特に市街地の場合には、自分の土地だからといって、好き勝手にできるというものではなく、隣や周囲の人々に迷惑をかけない程度に利用することが必要でしょう。そのためにも住宅の敷地はある程度の広さが必要となります。
家を建てるときには、自分の計画を隣近所に十分説明し、話し合うとともに、次のようなことに注意をはらいたいものです。
おとなりとのトラブルは大きなストレスになります
1.隣の日当たりなども考えて
日当たりを確保することは、住宅を建てるときの大切な要素です。自分の家に日が当たってほしいと同じように隣の家の日当たりをできるだけ妨害しないようにしたいものです。
また、隣の住宅に接して建物を建てることは、日当たりの問題だけでなく。風通しを悪くすることにもなり、さらにお互いのプライバシーの問題にもなりますので、よく検討してください。
2.屋根雪の落下にも配慮を
雪国であるかぎり、屋根からの落雪や雪処理を無視することはできません。このため、雪止めの施工、屋根勾配や軒先の位置などの配慮が必要です。
3.隣地との関係は民法で定められている
相隣関係でトラブルが起こった場合、建築行政を担当しているところへよく相談がもち込まれますが、これは、一般に市役所などの行政側で取扱えない問題であり、お互いの話し合いによるか、または、裁判などにより解決しなければならない問題です。
例をあげますと、民法では次のようなものがありますので、ぜひ知っておいてください。
- 土地の所有者は、建物を建てたり、修繕をしたりする場合に必要な範囲内において、一時的に隣地の使用を請求できます。ただし、相手の了解を得る必要があります。(第209条)
- 建物を建てる場合には、隣地境界線から50センチメートル以上離さなければなりません。しかし、これと異なる慣習があればこれに従うこととされています。(第234条)
- 隣地境界線より1メートル未満のところに他人の宅地を見渡せる窓や縁側を設ける場合は、目隠しをしなければなりません。(第235条)
- 土地の所有者は、雨水が直接隣地へ流れるような屋根その他の工作物を設けてはいけないことになっています。(第218条)

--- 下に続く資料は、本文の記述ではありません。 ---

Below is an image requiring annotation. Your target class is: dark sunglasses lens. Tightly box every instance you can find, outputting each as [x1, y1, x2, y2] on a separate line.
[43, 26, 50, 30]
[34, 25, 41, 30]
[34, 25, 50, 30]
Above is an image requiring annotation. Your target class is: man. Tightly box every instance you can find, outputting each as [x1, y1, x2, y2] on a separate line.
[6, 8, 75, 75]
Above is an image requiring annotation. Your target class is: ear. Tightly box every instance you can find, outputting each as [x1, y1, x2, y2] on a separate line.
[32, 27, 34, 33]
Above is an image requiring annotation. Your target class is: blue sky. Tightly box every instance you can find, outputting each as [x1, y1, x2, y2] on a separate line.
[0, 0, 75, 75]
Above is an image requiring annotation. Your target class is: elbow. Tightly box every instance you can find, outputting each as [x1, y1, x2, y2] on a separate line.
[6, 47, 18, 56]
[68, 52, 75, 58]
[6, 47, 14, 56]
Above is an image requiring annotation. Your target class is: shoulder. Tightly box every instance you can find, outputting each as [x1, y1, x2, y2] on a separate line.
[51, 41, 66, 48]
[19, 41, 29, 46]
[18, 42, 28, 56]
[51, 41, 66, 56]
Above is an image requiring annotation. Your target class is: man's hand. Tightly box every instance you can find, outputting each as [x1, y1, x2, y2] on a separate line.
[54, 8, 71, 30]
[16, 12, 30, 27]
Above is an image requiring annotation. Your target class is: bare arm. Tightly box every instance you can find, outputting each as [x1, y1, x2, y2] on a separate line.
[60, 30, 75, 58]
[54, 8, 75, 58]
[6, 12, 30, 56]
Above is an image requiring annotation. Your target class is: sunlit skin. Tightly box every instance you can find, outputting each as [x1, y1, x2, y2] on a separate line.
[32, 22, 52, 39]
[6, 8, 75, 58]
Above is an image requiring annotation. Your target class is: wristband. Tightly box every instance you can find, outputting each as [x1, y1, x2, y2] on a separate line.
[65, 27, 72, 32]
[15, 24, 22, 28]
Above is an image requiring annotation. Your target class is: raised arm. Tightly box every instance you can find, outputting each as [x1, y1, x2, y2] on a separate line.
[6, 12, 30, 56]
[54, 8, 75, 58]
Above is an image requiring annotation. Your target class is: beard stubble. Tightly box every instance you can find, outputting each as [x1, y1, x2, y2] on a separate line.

- 土地の所有者は、隣地の所有者と共同で境界明示杭、塀を設けることができるとされています。(第223条、第225条)
以上、市役所などで取扱う建築基準法その他の行政法規とは別の民法上の問題を例示してみましたが、これら民法で定められた事項は、相手方との話し合いにより了解が得られれば、規定と異なることもできますので、建物を新築、増築、改築するとき、または隣との境に塀をつくるときなどは隣地所有者とよく話し合って決めることが大切です。